Lecture 16

In this lecture we covered Nisan's pseudorandom generator for log space.

One thing I had to rush over at the end was the actual definition of the generator, along with its seed length!

Here is an official inductive definition of the generator: Let $h_1,...h_{\lg n}:\{0,1{\}}^k\to \{0,1{\}}^k$ be functions. We define $G_t:\{0,1{\}}^k\to \{0,1{\}}^{2^{t}k}$ inductively by $G_0\left(x\right)=x$, $G_t\left(x\right)=\left(G_{t-1}\right(x),G_{t-1}(h_t\left(x\right)\left)\right)$.

Finally, Nisan's generator $G$ maps $\langle x,h_1,...h_{\lg n}\rangle$ into $G_{\lg n}\left(x\right)$. Here the $h_i$'s are the "descriptions" of the hash functions.

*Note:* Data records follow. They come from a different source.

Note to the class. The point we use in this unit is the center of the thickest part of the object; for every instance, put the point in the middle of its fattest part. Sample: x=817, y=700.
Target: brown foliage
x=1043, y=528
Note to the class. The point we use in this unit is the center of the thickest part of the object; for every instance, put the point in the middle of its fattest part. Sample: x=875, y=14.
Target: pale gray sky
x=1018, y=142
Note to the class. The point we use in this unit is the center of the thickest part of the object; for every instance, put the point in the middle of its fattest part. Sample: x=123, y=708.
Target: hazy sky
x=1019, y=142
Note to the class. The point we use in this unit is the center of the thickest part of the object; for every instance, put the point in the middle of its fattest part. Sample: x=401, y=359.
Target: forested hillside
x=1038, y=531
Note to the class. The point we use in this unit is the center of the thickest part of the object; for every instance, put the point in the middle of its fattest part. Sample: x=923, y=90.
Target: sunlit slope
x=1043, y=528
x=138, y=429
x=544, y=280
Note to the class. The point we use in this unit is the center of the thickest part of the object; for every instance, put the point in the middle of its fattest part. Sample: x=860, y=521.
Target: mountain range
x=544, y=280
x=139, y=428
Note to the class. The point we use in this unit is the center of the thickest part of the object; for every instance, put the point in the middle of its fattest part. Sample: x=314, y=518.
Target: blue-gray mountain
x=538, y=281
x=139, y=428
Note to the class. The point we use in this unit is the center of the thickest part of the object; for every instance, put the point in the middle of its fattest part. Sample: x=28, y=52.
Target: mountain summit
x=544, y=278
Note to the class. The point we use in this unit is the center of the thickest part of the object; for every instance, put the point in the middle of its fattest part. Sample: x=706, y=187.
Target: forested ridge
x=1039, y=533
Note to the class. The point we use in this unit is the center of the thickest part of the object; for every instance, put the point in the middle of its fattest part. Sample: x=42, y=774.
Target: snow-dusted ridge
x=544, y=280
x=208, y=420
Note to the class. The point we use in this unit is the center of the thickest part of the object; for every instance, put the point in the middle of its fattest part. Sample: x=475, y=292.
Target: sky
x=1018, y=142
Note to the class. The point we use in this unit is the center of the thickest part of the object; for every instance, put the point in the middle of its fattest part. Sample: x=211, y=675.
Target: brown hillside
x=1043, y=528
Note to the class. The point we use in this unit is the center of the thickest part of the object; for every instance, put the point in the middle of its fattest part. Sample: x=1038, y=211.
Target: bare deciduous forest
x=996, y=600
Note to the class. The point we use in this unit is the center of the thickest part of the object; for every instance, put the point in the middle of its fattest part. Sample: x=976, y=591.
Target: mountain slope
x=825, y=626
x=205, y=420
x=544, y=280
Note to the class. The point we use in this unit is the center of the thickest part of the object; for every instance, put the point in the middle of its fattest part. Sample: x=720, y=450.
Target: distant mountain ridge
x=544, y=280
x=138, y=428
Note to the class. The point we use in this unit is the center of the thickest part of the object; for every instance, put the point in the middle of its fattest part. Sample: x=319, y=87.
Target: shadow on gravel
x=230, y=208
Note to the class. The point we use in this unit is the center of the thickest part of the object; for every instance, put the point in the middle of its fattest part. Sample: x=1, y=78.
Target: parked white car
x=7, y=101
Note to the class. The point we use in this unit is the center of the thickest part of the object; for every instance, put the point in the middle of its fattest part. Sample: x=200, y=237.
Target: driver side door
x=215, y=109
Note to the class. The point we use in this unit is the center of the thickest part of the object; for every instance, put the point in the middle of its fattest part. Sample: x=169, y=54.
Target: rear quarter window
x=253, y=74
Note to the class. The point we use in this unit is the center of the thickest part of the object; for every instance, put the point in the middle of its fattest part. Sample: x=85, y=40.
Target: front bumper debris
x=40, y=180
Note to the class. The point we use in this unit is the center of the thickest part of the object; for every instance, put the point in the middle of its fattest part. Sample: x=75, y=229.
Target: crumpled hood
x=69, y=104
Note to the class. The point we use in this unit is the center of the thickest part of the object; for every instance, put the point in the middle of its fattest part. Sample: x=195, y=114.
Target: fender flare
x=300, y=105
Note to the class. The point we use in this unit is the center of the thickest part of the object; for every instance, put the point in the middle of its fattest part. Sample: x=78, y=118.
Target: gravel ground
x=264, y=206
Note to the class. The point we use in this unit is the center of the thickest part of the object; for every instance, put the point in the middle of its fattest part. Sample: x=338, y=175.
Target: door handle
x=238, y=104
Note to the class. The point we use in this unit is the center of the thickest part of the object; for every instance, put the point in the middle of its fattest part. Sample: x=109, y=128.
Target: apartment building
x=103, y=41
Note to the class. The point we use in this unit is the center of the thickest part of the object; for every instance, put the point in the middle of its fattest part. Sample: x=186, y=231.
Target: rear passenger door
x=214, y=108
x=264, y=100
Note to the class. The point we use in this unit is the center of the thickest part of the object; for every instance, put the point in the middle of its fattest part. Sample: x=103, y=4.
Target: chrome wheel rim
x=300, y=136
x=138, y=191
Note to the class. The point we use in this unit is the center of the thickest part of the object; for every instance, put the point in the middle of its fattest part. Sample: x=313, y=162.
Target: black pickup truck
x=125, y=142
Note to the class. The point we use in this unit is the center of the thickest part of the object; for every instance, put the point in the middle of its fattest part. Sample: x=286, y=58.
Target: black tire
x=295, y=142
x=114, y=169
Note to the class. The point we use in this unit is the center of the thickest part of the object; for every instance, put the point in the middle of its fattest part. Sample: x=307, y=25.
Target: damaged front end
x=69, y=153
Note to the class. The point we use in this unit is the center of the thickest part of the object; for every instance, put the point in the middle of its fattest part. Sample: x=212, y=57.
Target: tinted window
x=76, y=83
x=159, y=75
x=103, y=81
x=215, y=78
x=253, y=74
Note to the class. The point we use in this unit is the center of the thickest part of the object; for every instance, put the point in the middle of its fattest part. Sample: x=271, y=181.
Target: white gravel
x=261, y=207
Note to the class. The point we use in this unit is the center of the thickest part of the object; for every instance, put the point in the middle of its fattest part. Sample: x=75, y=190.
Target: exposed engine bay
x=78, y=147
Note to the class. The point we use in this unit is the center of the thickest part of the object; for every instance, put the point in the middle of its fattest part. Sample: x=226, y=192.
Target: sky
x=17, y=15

Recall that we are using the simple "$a\circ x+b$" pairwise independent hash family; the "description" of such a function is just the $2k$-bit string $\langle a,b\rangle$. Conveniently, choosing this description uniformly at random coincides with choosing $h\sim {\mathscr{H}}_k$ uniformly at random.

So finally, the seed length is $\ell =k+\left(\lg n\right)\left(2k\right)$. Since $k=O\left(\log S\right)$, this is indeed $O\left(S\log n\right)$ seed-length, as claimed. The number of output bits is in fact $nk=O\left(n\log S\right)$ (which is, as we noted, slightly more than we need).